# 27 " laws?



## sondog (May 10, 2010)

Well I thought I had it all figured out with the 29.5's, but after my last ride out I am not so sure.
If I lived 2 hours more north I would have already bought them, but we often have to ride hard packed dirt and gravel (usually at speed) and my 28" bugs with the tall flexi front tire keep me busy to say the least.

From searching on this forum and others it seems that the 27" laws are also a good tire for mud and ride quality just like the 29.5,s.

Wondering if they would do much better than the bugs or the 29.5's as far as handling is concerned?

The 27" zillas I ran before handled much better than the 28 bugs, but the front on the zillas were not taller than the rears.

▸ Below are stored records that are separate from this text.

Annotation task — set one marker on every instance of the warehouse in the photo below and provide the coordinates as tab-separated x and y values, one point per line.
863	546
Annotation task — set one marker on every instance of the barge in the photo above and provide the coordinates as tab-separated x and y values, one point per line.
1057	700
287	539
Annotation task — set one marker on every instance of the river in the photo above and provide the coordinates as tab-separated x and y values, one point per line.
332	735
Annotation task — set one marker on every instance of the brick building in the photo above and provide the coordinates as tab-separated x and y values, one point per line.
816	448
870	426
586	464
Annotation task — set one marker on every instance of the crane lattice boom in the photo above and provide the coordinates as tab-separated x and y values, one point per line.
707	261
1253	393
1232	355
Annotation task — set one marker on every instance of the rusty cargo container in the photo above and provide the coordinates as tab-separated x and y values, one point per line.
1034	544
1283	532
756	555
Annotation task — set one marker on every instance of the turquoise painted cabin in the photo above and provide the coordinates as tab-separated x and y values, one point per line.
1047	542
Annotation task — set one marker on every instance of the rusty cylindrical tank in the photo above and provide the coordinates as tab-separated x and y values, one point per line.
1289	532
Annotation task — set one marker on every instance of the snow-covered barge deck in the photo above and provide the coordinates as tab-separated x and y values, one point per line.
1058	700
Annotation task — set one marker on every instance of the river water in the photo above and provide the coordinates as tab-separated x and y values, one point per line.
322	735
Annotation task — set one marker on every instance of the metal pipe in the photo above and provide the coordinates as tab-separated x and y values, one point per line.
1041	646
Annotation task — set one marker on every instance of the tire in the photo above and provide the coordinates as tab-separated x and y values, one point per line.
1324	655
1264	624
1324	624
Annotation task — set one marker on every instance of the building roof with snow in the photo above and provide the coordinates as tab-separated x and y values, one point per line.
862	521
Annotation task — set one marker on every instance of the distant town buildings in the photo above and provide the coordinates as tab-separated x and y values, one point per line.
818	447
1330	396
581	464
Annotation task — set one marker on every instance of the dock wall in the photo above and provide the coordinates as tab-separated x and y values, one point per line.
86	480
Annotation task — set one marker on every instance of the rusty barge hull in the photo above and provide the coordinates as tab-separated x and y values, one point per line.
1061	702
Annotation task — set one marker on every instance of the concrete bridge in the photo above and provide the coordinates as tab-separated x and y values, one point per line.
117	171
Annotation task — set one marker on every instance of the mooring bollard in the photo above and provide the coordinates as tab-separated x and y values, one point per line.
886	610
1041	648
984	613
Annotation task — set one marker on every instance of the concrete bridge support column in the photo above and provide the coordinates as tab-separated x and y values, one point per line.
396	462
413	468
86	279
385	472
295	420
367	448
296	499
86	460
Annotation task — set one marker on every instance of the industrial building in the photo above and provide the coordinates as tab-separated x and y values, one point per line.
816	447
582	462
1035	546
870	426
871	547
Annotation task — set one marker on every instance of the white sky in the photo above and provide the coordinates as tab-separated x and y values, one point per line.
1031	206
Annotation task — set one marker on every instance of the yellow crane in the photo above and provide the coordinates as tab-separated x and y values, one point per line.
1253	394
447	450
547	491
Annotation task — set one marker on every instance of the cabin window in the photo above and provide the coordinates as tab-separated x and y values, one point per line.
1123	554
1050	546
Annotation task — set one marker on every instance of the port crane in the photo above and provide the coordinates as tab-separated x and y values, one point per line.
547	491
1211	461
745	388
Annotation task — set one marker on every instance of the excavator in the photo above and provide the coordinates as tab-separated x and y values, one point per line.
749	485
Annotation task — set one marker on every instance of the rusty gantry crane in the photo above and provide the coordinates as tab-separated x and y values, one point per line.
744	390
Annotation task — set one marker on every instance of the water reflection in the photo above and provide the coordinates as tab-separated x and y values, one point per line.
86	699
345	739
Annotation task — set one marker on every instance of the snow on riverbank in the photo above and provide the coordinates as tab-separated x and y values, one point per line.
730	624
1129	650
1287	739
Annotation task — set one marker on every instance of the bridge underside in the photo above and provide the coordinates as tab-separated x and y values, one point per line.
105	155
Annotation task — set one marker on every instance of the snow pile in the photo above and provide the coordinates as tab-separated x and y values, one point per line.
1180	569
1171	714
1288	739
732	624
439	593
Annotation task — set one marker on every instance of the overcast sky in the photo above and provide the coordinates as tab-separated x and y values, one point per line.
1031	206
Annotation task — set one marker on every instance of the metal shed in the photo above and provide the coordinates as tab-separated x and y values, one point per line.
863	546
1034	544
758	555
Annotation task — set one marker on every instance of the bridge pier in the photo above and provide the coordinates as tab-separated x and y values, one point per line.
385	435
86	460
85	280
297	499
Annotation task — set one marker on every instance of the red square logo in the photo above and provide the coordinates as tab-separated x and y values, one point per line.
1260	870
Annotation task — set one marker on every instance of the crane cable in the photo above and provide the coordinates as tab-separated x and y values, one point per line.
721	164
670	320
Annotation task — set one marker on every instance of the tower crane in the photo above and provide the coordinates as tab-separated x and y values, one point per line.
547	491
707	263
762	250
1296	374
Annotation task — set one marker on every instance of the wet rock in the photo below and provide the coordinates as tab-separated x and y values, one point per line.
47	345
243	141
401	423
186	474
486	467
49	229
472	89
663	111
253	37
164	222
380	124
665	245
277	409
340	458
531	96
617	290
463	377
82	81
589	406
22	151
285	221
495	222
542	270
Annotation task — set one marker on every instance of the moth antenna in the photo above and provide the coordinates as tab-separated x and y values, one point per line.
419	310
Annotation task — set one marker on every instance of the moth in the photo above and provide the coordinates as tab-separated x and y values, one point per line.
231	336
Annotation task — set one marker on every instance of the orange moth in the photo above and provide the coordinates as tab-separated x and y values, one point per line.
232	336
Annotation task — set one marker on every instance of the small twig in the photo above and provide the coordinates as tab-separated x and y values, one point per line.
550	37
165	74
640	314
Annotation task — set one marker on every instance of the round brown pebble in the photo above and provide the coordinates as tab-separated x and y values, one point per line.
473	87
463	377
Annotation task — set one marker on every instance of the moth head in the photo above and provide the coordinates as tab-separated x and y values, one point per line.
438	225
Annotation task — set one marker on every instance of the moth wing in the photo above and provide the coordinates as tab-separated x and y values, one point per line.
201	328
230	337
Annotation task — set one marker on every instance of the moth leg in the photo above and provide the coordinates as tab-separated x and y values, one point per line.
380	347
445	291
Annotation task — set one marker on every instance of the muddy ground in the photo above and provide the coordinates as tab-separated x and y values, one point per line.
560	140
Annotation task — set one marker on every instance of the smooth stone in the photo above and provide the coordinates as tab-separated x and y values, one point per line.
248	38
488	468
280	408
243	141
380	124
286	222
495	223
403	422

Does anybody have a side picture of their bike with a set of 27" laws?


----------



## Polaris425 (Dec 16, 2004)

The front weren't taller than the rears? That doesnt sound right...... I had 4 27x11 zilla's on my brute and they were all 4 identical.


----------



## sondog (May 10, 2010)

My 27" zillas were skinny front wide rear. My 28" bugs are at least .5 taller than rears. Kinda makes the front wander around. I can deal with it but no sight seeing at 60mph. I know the laws will have a stiffer sidewall so it won't be worse but maybe the 27" laws might handle decent compared to the 29.5's.


----------



## Polaris425 (Dec 16, 2004)

well that aint whats making it wobble at 60. Any mud tire is gonna wobble at 60 regardless of whether it's exactly the same size as the back or not. mud tires arent made to be run 60mph.... lol.


----------



## sondog (May 10, 2010)

Haha I know that's not what they are made for but just trying to get away with just one tire instead of having to run two sets.
It's nice to know you have all sorts of traction available when you need it. 
I still think the taller front sidewall flexes allot more than the rear.


----------



## phreebsd (Dec 16, 2004)

here's some pics of 27 laws


----------



## Polaris425 (Dec 16, 2004)

bwahahahahaha


----------



## sondog (May 10, 2010)

Thanks phreebsd, just what I was looking for....................not the picture of you..........and you and you.................. yikes

I assume that is your bike, so did you like them?


----------



## Polaris425 (Dec 16, 2004)

actually that's me in the picture. notice the name on the shirt  That chick on the far left is pretty hot. Even w/ the goat-tee


----------



## tacoma_2002 (Jul 16, 2009)

LOL


----------



## Impact Fab (Jul 1, 2011)

Look at the motomonsters..I run them on my renegade and they ride better than the laws at lower speeds


----------



## phreebsd (Dec 16, 2004)

sondog said:


> Thanks phreebsd, just what I was looking for....................not the picture of you..........and you and you.................. yikes
> 
> I assume that is your bike, so did you like them?


they were good tires.


----------



## Newbruteforcetothegame (Aug 31, 2010)

hey phreebsd how long did them 27 hold up? im thinking about putting a set on mine. just needing some info thanks ahead of time


----------



## phreebsd (Dec 16, 2004)

they r still fine, about 85% tread. they have lived on a vinson since i got the 31's


----------



## Newbruteforcetothegame (Aug 31, 2010)

Sounds like I'm going to become an outlaw! Haha


----------



## greenkitty7 (Jan 26, 2011)

Outlaws FTW!


----------